Inaugurée le 19 mars 1912 (un mois avant le naufrage du Titanic), la soufflerie d'Auteuil a permis à Gustave Eiffel de poursuivre ses travaux sur la résistance de l'air puis sur l'aérodynamique, entrepris dès 1903. A l'époque déjà, l'équipement est à la pointe de la technologie : outre des essais sur les profils d'ailes et d'hélices d'avions, le père de la « Tour de 300 mètres » a rapidement mené des travaux sur des maquettes de bâtiments afin d'observer les effets du vent (hangars d'aviation notamment).

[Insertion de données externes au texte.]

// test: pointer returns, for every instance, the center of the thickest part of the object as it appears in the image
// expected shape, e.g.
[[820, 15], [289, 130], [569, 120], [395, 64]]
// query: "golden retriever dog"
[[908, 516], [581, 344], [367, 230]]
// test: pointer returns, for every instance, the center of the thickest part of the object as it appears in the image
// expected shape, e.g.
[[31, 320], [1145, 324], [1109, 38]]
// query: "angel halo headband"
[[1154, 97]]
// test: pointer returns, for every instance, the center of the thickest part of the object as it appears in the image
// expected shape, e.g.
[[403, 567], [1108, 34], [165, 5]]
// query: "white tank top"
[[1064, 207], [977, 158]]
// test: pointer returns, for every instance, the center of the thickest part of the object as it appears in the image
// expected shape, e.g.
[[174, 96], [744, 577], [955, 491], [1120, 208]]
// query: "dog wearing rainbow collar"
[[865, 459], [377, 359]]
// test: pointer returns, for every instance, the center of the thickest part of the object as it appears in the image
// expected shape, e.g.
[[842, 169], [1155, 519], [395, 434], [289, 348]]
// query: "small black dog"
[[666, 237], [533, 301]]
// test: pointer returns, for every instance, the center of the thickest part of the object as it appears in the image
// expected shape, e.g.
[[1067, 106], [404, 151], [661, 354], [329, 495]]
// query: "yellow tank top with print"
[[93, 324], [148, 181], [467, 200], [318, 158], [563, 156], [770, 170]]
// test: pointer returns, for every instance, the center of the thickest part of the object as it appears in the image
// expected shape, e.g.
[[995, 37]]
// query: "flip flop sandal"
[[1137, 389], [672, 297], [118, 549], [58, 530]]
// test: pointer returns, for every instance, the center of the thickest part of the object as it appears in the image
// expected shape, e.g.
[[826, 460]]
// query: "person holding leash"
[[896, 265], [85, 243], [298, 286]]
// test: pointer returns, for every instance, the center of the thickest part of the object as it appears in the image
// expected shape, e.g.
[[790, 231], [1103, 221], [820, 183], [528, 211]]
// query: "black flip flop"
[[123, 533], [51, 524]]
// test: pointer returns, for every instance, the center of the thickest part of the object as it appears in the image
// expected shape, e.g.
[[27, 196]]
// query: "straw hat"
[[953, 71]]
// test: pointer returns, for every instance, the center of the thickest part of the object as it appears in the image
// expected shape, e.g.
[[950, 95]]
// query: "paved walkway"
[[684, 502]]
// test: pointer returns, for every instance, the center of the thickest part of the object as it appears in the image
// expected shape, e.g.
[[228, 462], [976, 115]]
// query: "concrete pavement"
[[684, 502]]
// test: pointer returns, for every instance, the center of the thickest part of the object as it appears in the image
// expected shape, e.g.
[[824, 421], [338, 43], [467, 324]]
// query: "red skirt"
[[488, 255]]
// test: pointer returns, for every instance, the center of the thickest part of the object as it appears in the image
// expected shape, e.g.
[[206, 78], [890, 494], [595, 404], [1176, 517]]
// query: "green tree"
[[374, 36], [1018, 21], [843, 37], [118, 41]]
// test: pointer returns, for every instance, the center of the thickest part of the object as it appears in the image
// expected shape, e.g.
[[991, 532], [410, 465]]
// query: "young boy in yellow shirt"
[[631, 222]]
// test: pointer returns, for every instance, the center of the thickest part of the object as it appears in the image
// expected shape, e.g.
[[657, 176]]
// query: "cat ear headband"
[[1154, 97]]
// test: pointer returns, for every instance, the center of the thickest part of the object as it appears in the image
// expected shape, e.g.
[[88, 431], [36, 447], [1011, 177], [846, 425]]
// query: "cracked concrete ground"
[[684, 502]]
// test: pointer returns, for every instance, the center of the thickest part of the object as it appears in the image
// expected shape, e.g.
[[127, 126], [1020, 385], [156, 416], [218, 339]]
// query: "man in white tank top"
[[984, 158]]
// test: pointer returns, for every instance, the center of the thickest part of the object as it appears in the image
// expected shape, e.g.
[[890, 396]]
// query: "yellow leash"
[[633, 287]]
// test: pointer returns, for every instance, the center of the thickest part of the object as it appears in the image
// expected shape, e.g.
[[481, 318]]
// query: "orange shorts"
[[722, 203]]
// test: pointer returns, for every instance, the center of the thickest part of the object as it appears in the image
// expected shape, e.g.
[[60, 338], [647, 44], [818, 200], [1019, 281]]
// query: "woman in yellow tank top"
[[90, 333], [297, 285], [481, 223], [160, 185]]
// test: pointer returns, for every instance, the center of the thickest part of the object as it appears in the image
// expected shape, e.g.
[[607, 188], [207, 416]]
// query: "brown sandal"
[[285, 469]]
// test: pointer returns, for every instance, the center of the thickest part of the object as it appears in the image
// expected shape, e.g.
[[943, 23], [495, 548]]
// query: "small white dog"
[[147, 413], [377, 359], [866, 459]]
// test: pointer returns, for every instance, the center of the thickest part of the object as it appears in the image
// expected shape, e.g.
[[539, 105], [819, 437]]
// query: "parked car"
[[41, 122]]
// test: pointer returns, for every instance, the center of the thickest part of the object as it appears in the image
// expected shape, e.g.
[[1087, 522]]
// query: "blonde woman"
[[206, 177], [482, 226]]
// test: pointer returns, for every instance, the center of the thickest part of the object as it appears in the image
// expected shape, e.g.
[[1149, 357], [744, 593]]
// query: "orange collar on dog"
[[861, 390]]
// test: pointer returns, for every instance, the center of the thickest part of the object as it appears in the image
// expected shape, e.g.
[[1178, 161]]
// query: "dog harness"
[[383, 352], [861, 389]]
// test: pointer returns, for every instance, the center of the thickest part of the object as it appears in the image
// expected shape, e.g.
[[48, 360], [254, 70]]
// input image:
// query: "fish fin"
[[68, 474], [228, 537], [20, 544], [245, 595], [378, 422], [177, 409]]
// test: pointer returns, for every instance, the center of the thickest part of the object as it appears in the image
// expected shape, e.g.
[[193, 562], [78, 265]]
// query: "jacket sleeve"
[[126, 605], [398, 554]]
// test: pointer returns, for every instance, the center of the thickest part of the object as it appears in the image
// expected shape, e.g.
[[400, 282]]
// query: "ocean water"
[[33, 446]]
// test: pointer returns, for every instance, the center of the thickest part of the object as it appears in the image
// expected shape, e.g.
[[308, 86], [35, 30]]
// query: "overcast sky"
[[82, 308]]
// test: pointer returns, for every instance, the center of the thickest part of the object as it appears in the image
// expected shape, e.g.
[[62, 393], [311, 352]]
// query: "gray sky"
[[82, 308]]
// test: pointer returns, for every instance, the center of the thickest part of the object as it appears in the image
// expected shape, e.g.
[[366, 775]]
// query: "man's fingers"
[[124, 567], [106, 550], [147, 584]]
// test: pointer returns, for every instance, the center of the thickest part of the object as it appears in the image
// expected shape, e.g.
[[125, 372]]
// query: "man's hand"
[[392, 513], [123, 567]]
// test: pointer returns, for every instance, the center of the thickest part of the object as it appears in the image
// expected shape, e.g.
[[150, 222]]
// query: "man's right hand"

Dès lors, le laboratoire aérodynamique participera à de nombreuses études, campagnes d'essais, expérimentations et recherches dans de nombreux domaines d'excellence liés à la construction : architecture et urbanisme climatique, ventilation naturelle, environnement, aéraulique industrielle, génie civil et tenue au vent des ouvrages, etc.

 

Outil de travail du CSTB
Construite en bois et toile (comme les ailes d'avions de 1912), la soufflerie est pourtant toujours d'actualité de nos jours, grâce à des systèmes de mesure complémentaires qui ont, eux, beaucoup évolué au cours des décennies. Adaptée aux grandes évolutions techniques, l'installation est depuis 2001 la propriété du CSTB (Centre Scientifique et Technique du Bâtiment) qui, après chargé l'architecte François Pélegrin de sa réhabilitation, continue de l'utiliser. Elle permet à l'organisme de proposer des interventions, notamment pour le compte du département CAPE (Climatologie, aérodynamique, pollution, épuration), en réalisant des études pour la conception de bâtiments, de quartiers ou de villes durables ou pour la vérification expérimentale de données obtenues par simulation numérique. La soufflerie collabore également avec le LABE (Laboratoire Européen d'Acoustique du Bâtiment) afin de mesurer des bruits aéro-acoustiques.

 

Ainsi,« cet instrument scientifique chargé d'histoire, demeure plus que jamais en activité », déclare Bertrand Delcambre, le président du CSTB. Malgré ses 100 ans, le Laboratoire aérodynamique offre encore de belles perspectives de développement : notamment grâce à l'arrivée de nouveaux outils de mesure (visualisation physique pour les maquettes d'architecture pour le vent et les champs de vitesse), outils de simulation d'exposition solaire (ombre portée et flux). La soufflerie Eiffel continue donc d'apporter une contribution scientifique déterminante dans de nombreux domaines : un motif de fierté pour son créateur qui avait voulu vaincre le vent.

 

Soufflerie Eiffel :
Localisation : Auteuil, Paris 16e ;
Diamètre : 2 mètres de diamètre sur 2,37 m de long (dimension de la veine non-guidée où sont placées les maquettes) ;
Longueur de l'installation : 16 mètres ;
Vitesse du vent : de 0 à 30 m/s (110 km/h) ;
Taux de turbulence : 1 à 2 % ;
Niveaux de pression globaux : de 43 à 82 dB(A) ;
Equipements : 96 capteurs de pression synchrones, balance dynamométrique 6 composantes synchrones, banc aéraulique, analyseur de gaz (CO2 ou éthane), thermocouple, anémomètre à fil chaud, générateur de fumée, enduit gras de visualisation pariétale, etc.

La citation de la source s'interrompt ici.